従軍慰安婦、アメリカ下院決議への読売社説2007年08月01日 17:47

 読売新聞の8月1日社説は、アメリカ下院の「従軍慰安婦決議」への抗議的内容だ。そこでは、安倍内閣が繰り返し述べていることの焼き直しだが、他の国だってやっているのに、「なぜ、日本だけが非難決議の対象とされるのだろうか。」と疑問を述べている。論説委員たちにしてはあまりにお粗末な認識というべきだろう。慰安施設が長期的な戦争につきものなのは事実だし、確かに、アメリカ占領政策のときに、アメリカの兵士を対象として「慰安」婦が多数いたことも事実だ。小説の題材などにもたくさんなっている。有名なところでは、松本清張の『点と線』などがある。
 しかし、だから、日本だけがなぜ非難されるのかわからない、という言い方は、まったく日本の慰安婦政策が「特殊」なものだったということを理解していない、歴史的無知をさらけ出したというべきだろう。

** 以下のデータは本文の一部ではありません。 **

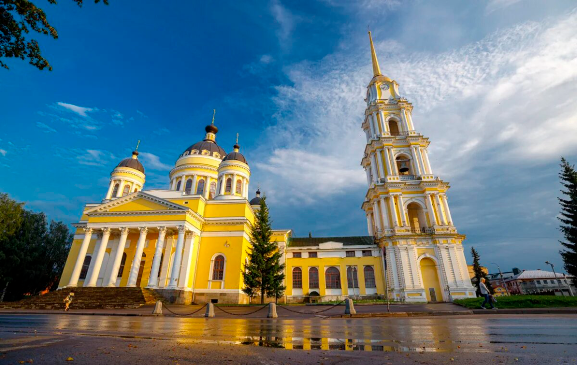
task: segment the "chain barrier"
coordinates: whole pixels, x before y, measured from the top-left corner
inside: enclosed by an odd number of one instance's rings
[[[204,307],[206,307],[207,305],[205,304],[204,306],[203,306],[202,307],[198,308],[198,309],[197,309],[196,310],[195,310],[193,312],[190,312],[190,313],[185,313],[185,314],[175,313],[173,312],[173,311],[170,310],[170,309],[168,307],[167,307],[166,305],[164,304],[164,303],[162,303],[162,306],[164,307],[164,309],[166,309],[166,310],[168,311],[169,312],[170,312],[173,314],[174,314],[175,315],[192,315],[194,314],[194,313],[196,313],[197,312],[199,311],[200,310],[201,310]]]
[[[323,312],[325,312],[327,310],[329,310],[331,309],[332,309],[333,308],[334,308],[336,306],[340,305],[342,303],[343,303],[344,302],[344,301],[341,301],[340,302],[339,302],[336,304],[332,306],[331,306],[328,308],[325,308],[324,309],[322,309],[321,310],[317,310],[317,311],[314,311],[314,312],[301,312],[301,311],[299,311],[298,310],[294,310],[293,309],[288,309],[288,307],[286,307],[284,306],[279,306],[281,308],[282,308],[283,309],[286,309],[286,310],[288,310],[288,311],[293,312],[293,313],[298,313],[299,314],[316,314],[317,313],[322,313]]]
[[[257,309],[256,310],[255,310],[254,311],[249,312],[248,313],[241,313],[241,314],[233,313],[232,312],[229,312],[228,311],[224,310],[224,309],[223,309],[220,307],[217,307],[216,306],[215,306],[215,308],[218,308],[219,309],[220,309],[222,311],[224,312],[225,313],[227,313],[227,314],[232,314],[233,315],[249,315],[249,314],[253,314],[257,313],[257,311],[258,311],[259,310],[262,310],[263,309],[264,309],[268,306],[268,304],[265,304],[264,306],[263,306],[262,307],[261,307],[260,308],[258,308],[258,309]]]

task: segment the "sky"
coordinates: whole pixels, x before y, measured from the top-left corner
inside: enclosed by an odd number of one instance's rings
[[[0,70],[0,191],[77,222],[140,140],[145,190],[203,139],[239,134],[250,194],[297,237],[366,235],[361,124],[372,77],[413,104],[459,231],[492,272],[562,271],[560,157],[577,162],[574,1],[110,0],[43,7],[54,70]]]

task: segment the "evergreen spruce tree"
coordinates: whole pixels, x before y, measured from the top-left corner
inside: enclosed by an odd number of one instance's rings
[[[561,216],[558,217],[561,223],[559,230],[565,237],[565,241],[559,242],[565,248],[559,253],[563,258],[565,269],[569,274],[577,276],[577,172],[575,166],[563,157],[559,178],[565,188],[561,192],[567,197],[557,198],[561,204]],[[574,279],[574,283],[575,281]]]
[[[483,271],[482,268],[479,263],[479,253],[477,252],[474,247],[471,248],[471,254],[473,255],[473,271],[475,274],[474,280],[472,281],[475,286],[477,287],[475,291],[477,296],[481,296],[481,288],[479,287],[479,283],[481,283],[481,277],[485,278],[485,285],[487,287],[487,289],[489,289],[489,292],[492,294],[493,293],[493,286],[491,286],[491,283],[487,278],[487,275]]]
[[[264,196],[260,199],[260,208],[256,211],[250,230],[252,248],[246,252],[249,262],[242,272],[245,283],[242,291],[251,298],[260,292],[261,304],[264,303],[265,294],[278,299],[285,289],[284,264],[279,261],[282,253],[279,252],[276,242],[271,242],[272,230],[266,200]]]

 アメリカ占領軍は、アメリカから慰安婦をつれてきたわけではない。読売社説は、ドイツについては、「ドイツ軍にも慰安施設があり、占領された地域の女性が組織的・強制的に徴集された」と主張している。なのに、日本だけが非難されるのはおかしいというわけだ。ドイツについては、また別の観点が必要だが、アメリカとの関連でいえば、日本軍の慰安婦は、日本人を連れていったというところに「独自性」がある。もともとの日本人ならば、日本軍相手ということで、確かに公認の売春制度があった時代である以上、自発的に行った女性もいたかも知れない。しかし、多くの場合は、何らかの強制性あるいはごまかしがあったと考えるのが自然だろう。そもそも、命の保障などまったくない遠い戦地に、好きこのんで行く女性がたくさんいると考えるのは不自然だ。徴兵された兵士だって、赤紙がくるのは嫌だったのであり、国家権力の強制力があったから、戦地に赴いたのだろう。まして、多くの女性が戦地に自発的に行くはずがない。まして、本来の日本人でない植民地の女性は尚更のことだ。つまり、自発的であるにせよ、あるいは強制的でるにせよ、通常戦地となっている現地の女性が行うのが普通の形態であるのに、日本軍はそれを植民地も含めた日本から調達したことが、「強制性」を否定しがたいものにしているのであり、それを「自発的だった」「強制はなかった」などということはごまかし以外のものではないのである。
 さて、現地(占領地)の女性を強制的に駆りだすことは、戦争である以上歴史的には繰り返されてきたことだろう。日本もインドネシアでオランダ人女性に強制したことで、今尚オランダ人から非難されているわけである。(読売新聞はインドネシアも強制はなかったと考えているのだろうか。)
 では、何故ドイツが非難されず、日本が非難されているのか。現地部分についてはおかしいではないか、という疑問は確かに論理的には成り立つ。しかし、読売新聞論説委員であれば、その理由は百も承知だろう。少なくともドイツは、日本よりも明確に戦争責任を認め、賠償責任を果たしてきた。欺瞞的なやり方だという批判もあるが、少なくとも日本よりは、その点で国際社会に理解されていることは確かだ。
 何故今日本が非難されているのか、それは、安倍内閣が、責任逃れの発言したからだろう。もちろん、安倍首相や読売新聞の「歴史認識」が正しいわけではない。強制性があったという認識の方が真実に近いと考えるべきだ。そうした責任逃れをしているから非難される。ごく当たり前のことではないか。